La deuxième caractéristique de l’HTA du diabétique est l’existence d’une hypervolémie relative. En effet, l’hyperinsulinémie et l’hyperexcitabilité sympathique entraînent une augmentation de la réabsorption du sodium ; on observe d’ailleurs chez ces patients une certaine appétence pour le sel. L’hypervolémie relative du diabétique hypertendu explique l’intérêt des diurétiques.
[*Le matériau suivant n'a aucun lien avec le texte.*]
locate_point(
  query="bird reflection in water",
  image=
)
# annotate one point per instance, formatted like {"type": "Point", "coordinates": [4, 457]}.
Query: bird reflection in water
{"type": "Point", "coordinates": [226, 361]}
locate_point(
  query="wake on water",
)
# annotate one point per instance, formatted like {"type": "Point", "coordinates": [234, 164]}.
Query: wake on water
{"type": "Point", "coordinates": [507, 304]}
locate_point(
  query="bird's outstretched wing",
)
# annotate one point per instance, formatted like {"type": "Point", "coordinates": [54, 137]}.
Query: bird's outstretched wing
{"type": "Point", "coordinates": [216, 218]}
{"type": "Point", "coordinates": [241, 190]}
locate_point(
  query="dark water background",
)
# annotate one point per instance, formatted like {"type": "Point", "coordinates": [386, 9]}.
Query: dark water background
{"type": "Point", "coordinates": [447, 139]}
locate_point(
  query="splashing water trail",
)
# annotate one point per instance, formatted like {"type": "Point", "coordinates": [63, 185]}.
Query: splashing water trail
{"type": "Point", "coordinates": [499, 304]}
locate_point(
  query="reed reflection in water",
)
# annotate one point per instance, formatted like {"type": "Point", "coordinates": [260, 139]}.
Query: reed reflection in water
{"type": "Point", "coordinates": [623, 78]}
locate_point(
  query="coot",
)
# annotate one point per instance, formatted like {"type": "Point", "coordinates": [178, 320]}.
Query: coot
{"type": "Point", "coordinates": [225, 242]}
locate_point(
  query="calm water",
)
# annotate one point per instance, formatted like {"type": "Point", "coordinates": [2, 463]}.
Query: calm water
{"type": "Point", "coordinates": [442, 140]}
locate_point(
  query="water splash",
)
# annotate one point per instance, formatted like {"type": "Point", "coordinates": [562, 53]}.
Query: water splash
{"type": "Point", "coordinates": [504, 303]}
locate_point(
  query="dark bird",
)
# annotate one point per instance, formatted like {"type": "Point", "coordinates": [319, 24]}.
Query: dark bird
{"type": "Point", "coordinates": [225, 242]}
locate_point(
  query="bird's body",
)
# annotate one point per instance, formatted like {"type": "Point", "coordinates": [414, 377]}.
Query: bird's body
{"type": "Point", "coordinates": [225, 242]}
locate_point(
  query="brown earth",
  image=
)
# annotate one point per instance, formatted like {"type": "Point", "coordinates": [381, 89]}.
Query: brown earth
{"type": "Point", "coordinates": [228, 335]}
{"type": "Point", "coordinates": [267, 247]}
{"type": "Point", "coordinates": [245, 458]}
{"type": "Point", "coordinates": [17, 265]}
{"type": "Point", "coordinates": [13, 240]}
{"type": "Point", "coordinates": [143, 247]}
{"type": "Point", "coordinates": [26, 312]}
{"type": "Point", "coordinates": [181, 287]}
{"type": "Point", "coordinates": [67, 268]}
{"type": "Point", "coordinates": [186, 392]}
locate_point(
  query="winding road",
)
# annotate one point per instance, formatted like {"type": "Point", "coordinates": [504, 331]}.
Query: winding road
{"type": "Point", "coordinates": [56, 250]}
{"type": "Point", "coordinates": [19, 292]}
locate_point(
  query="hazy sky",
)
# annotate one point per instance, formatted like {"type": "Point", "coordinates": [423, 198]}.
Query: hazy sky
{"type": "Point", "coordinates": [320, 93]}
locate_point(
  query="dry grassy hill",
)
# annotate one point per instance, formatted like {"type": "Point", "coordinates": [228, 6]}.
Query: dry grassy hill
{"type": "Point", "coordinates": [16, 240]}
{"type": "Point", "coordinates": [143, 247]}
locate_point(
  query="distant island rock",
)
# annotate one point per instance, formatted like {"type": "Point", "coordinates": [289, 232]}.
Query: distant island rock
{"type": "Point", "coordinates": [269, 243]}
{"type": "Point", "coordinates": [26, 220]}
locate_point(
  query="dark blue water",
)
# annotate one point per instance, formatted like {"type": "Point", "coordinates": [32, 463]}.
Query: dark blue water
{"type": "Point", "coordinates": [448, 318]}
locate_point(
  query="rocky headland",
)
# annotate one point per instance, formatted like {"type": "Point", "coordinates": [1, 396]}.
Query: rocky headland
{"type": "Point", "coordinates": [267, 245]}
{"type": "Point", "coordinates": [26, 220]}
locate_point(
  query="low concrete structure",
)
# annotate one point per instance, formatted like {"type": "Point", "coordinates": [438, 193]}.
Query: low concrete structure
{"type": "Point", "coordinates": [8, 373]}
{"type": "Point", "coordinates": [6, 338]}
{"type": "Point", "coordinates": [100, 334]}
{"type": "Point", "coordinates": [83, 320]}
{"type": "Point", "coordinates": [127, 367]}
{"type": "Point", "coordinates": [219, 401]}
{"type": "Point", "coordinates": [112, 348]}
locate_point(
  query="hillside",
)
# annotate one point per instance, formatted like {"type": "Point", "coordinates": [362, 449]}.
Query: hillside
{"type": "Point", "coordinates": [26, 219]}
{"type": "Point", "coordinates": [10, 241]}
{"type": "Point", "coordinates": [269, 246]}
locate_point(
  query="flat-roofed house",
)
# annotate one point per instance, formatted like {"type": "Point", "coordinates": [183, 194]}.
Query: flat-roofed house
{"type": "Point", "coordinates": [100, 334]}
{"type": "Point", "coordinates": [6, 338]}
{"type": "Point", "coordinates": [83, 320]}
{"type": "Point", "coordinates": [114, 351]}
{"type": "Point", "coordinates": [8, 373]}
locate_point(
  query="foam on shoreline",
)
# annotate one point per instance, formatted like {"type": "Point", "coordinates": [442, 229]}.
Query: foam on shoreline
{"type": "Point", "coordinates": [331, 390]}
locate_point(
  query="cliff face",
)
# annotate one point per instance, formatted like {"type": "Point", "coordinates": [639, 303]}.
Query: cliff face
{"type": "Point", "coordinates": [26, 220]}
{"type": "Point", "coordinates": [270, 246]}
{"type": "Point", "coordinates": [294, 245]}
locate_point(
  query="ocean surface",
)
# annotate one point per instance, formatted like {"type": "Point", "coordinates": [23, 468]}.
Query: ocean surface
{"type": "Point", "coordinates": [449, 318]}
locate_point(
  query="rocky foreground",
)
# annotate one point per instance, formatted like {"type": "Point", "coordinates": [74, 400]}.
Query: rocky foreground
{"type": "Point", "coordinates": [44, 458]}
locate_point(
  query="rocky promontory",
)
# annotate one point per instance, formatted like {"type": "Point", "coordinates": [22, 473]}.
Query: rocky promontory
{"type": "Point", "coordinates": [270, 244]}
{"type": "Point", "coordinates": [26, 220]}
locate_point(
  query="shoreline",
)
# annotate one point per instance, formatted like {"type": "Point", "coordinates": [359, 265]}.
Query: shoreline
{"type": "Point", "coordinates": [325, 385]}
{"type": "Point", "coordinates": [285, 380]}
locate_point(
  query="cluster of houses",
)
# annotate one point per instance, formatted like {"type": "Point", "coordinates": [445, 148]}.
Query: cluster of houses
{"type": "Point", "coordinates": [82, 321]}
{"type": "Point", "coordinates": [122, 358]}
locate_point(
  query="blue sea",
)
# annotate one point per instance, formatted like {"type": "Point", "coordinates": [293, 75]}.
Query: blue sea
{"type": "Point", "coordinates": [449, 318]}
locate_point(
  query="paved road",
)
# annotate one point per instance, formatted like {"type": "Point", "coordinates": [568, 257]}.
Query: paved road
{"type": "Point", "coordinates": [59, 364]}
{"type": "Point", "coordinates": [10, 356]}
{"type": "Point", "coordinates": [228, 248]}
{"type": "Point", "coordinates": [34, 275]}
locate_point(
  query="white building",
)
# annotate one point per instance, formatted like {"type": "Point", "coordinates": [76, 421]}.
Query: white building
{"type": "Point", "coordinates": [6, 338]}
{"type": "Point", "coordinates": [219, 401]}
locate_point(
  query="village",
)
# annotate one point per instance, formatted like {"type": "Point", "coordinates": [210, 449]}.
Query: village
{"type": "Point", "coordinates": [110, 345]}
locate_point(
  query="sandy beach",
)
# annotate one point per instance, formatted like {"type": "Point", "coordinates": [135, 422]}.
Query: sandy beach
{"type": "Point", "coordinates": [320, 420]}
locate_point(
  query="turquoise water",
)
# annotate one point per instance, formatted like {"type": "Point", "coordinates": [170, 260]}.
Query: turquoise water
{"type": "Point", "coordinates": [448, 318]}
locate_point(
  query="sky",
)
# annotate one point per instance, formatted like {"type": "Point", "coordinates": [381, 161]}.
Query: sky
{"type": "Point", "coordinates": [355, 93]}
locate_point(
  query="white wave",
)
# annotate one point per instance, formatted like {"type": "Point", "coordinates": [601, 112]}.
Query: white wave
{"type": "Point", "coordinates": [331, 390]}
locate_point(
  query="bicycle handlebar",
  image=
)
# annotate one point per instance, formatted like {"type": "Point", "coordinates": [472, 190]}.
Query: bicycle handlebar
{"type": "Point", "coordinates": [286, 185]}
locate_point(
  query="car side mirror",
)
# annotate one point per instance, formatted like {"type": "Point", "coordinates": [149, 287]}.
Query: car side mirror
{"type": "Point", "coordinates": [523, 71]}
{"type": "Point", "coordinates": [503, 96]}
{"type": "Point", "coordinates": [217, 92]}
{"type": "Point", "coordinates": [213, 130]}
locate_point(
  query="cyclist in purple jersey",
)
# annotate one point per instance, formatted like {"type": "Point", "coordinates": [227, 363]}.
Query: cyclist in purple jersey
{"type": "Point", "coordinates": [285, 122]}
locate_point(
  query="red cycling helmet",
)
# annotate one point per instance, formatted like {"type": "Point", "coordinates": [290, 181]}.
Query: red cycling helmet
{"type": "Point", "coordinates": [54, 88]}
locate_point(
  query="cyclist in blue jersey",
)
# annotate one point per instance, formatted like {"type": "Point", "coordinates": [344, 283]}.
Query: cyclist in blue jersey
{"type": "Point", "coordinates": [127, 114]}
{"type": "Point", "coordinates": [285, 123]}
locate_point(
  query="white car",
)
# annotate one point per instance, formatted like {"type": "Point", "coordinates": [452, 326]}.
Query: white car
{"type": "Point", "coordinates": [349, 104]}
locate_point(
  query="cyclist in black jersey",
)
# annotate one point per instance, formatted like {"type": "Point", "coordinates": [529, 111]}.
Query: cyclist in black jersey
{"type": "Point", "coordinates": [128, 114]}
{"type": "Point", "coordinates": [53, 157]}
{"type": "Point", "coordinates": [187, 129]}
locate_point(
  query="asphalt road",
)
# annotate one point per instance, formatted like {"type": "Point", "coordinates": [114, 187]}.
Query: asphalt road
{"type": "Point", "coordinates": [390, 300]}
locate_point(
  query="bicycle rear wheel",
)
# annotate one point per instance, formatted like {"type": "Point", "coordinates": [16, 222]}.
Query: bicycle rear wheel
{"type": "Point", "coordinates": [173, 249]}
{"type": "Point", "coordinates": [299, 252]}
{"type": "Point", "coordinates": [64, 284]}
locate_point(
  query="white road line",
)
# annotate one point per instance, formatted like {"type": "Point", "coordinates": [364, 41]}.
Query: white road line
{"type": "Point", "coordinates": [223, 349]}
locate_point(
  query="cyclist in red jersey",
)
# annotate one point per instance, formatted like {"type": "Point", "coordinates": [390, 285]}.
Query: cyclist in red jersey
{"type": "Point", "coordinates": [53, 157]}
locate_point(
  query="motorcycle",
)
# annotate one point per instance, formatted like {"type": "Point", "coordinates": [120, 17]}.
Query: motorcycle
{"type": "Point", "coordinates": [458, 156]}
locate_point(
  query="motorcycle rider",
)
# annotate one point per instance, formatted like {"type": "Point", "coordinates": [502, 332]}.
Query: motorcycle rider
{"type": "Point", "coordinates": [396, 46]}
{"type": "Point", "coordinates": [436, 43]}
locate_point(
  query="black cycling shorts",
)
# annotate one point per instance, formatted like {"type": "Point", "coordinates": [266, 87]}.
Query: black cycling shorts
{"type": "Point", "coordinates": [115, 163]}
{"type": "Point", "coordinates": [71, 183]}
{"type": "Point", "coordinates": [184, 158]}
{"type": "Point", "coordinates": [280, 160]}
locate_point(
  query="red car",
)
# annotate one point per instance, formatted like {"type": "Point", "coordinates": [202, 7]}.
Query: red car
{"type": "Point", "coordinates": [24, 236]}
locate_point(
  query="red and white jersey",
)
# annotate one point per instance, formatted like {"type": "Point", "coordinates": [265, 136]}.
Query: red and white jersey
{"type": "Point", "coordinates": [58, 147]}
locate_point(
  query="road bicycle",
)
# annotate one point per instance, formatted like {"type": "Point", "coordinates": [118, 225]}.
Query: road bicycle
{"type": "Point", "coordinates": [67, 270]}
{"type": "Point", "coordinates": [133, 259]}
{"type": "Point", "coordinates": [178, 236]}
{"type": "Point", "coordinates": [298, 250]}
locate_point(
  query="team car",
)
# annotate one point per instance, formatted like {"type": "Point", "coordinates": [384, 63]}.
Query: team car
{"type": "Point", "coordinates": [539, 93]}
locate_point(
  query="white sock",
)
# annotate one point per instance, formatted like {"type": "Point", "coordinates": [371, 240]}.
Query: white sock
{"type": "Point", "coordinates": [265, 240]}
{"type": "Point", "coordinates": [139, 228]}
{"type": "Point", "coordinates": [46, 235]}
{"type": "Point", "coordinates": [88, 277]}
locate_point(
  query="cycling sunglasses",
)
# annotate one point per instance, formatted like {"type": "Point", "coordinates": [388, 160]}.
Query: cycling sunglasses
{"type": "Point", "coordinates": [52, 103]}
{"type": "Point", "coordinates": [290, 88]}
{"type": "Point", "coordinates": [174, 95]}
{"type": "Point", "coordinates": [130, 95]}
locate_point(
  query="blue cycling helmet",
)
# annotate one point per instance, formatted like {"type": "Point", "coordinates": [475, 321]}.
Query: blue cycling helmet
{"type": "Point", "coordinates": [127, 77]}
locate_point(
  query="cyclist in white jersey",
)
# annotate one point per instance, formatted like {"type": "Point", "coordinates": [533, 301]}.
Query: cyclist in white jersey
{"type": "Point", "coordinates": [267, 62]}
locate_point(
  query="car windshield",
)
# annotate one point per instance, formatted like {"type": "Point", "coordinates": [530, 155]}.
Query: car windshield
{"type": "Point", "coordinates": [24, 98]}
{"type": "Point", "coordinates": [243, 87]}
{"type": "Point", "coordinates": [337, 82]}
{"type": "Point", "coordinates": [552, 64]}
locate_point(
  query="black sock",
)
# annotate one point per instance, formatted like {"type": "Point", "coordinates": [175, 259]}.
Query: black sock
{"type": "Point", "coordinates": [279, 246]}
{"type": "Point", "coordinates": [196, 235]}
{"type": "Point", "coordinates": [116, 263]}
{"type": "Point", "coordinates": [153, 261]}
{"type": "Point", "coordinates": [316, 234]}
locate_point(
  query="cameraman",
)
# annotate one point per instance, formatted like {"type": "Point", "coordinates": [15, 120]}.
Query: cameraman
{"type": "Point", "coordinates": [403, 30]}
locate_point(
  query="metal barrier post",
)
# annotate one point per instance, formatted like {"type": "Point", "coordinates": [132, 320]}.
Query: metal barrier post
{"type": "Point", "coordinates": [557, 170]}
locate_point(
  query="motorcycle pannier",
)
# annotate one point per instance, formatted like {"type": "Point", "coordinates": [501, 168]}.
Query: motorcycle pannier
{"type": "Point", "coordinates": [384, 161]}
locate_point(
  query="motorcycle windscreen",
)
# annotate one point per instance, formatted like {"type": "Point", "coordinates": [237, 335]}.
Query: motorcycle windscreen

Troisième caractéristique, l’activation tissulaire du système rénine-angiotensine (SRA) sans augmentation du taux plasmatique de rénine. Cette activation est mise en évidence dans le rein et au niveau des vaisseaux. C’est un des déterminants de la survenue de complications, notamment de la néphropathie. Par conséquent, le blocage du système rénine-angiotensine est un traitement de choix de la néphropathie, mais aussi de sa prévention.
Enfin, les artères du diabétique sont plus rigides et plus calcifiées que celles de sujets du même âge non diabétiques, ce qui se traduit par une augmentation plus marquée de la pression artérielle systolique avec une pression pulsée plus élevée. Cette HTA systolique est souvent plus difficile à contrôler, les antagonistes calciques ont fait la preuve de leur intérêt dans ces situations.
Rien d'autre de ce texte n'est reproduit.